Wie es sich in den letzten Tagen schon abzeichnete, werden die Neonazis aus dem Südwesten am 01. Mai nicht nur in Mannheim aufmarschieren, sondern es unter dem Motto „Zeitarbeit ist moderne Sklaverei – Soziale Ausbeutung stoppen!“ auch vorher in Speyer versuchen. Als Anmelder der Demonstration fungiert der Kader des „Aktionsbüro Rhein-Neckar“ und immer wieder als Vertreter der sogenannten „freien Kräfte“ auf diversen NPD-Wahllisten auftauchende René Rodriguez-Teufer. Der Anmeldung zufolge werden zwischen 10:00 und 16:00 Uhr 200 Neonazis in der Domstadt erwartet.

Der schwache Stand der Neonazis in Speyer

In Speyer selbst haben die FaschistInnen einen schwachen Stand. Zwar kommt es immer wieder zu Verteil- und Propagandaaktionen seitens der NPD oder anderer neonazistischer Kräfte, auf diese bleibt größere Rückmeldung oder Interesse jedoch aus. Neben diesen offiziellen Auftritten der Neonazis kommt es gelegentlich zu fremdenfeindlichen und geschichtsrevisionistischen Schmierereien. Stellenweise tauchen auch immer wieder Aufkleber der Neonazis im Stadtbild auf, doch diese werden immer rasch entfernt. Außerdem wurde auch schon versucht mutmaßliche Antifaschist_innen einzuschüchtern. Alles im allem lässt sich sagen, dass die Naziaktivitäten in Speyer in den letzten Jahren nicht über derartige Aktionsformen hinaus gingen.

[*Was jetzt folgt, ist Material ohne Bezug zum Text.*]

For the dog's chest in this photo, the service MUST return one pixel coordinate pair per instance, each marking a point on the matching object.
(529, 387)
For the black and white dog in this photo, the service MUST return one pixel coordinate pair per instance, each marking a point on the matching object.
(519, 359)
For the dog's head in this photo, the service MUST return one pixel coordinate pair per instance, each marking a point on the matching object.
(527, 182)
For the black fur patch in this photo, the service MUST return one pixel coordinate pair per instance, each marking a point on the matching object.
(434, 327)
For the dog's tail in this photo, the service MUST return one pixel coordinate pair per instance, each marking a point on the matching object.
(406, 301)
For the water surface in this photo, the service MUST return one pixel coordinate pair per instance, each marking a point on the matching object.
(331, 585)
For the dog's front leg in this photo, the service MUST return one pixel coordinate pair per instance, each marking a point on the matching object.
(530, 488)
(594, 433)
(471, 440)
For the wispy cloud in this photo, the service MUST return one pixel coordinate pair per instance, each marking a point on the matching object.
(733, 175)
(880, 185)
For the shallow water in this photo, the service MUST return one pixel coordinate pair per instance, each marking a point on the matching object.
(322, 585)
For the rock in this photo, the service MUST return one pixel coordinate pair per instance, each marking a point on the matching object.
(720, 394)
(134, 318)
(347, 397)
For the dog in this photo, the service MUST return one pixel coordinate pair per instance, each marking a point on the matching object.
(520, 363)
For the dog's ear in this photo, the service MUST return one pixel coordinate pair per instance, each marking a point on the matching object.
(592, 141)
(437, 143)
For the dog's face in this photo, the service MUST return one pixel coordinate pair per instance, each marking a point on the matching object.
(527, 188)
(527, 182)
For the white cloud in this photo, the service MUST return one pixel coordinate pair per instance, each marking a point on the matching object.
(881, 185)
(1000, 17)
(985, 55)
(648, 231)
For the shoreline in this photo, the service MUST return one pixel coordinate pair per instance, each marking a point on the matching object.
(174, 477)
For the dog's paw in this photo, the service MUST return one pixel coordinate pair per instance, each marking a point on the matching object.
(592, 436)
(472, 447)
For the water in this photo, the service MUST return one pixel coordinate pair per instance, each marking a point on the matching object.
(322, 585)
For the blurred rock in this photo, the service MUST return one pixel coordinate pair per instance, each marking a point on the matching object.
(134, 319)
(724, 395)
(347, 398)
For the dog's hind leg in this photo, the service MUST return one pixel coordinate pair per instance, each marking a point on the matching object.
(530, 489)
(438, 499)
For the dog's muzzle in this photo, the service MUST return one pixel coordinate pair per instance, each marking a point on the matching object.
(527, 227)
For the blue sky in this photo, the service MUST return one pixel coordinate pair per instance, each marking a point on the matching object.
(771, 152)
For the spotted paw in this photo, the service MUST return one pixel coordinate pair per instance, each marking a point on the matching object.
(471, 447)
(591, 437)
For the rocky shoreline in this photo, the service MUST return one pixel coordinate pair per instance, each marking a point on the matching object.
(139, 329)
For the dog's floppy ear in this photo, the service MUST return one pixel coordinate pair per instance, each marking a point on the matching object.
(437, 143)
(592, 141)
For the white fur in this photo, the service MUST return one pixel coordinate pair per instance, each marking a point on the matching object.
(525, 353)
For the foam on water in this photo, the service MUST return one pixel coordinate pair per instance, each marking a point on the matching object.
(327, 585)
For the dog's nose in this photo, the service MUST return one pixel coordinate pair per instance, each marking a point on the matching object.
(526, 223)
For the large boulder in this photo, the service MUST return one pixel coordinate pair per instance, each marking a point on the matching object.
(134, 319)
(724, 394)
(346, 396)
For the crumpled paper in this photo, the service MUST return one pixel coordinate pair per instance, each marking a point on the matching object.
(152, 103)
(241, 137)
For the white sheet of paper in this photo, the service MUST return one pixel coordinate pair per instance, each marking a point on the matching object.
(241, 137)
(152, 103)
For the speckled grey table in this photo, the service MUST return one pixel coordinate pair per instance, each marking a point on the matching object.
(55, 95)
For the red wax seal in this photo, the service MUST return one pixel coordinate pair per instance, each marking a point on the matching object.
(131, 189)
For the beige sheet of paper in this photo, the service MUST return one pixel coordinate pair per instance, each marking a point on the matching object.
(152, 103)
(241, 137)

Wie nicht anders zu erwarten…

Die Stadt Speyer versuchte mit der Begründung, dass der Naziaufmarsch eine verfassungsfeindliche Zielsetzung habe und die öffentliche Ruhe in Gefahr sein könne den Aufmarsch zu verbieten. Wie zu erwarten wurde dieses Verbot durch das Verwaltungsgericht Neustadt gekippt. Zwar bekamen die Nazis nun eine neue Route zugewiesen und „strenge“ Auflagen erteilt, doch der Aufmarsch ist definitiv erlaubt.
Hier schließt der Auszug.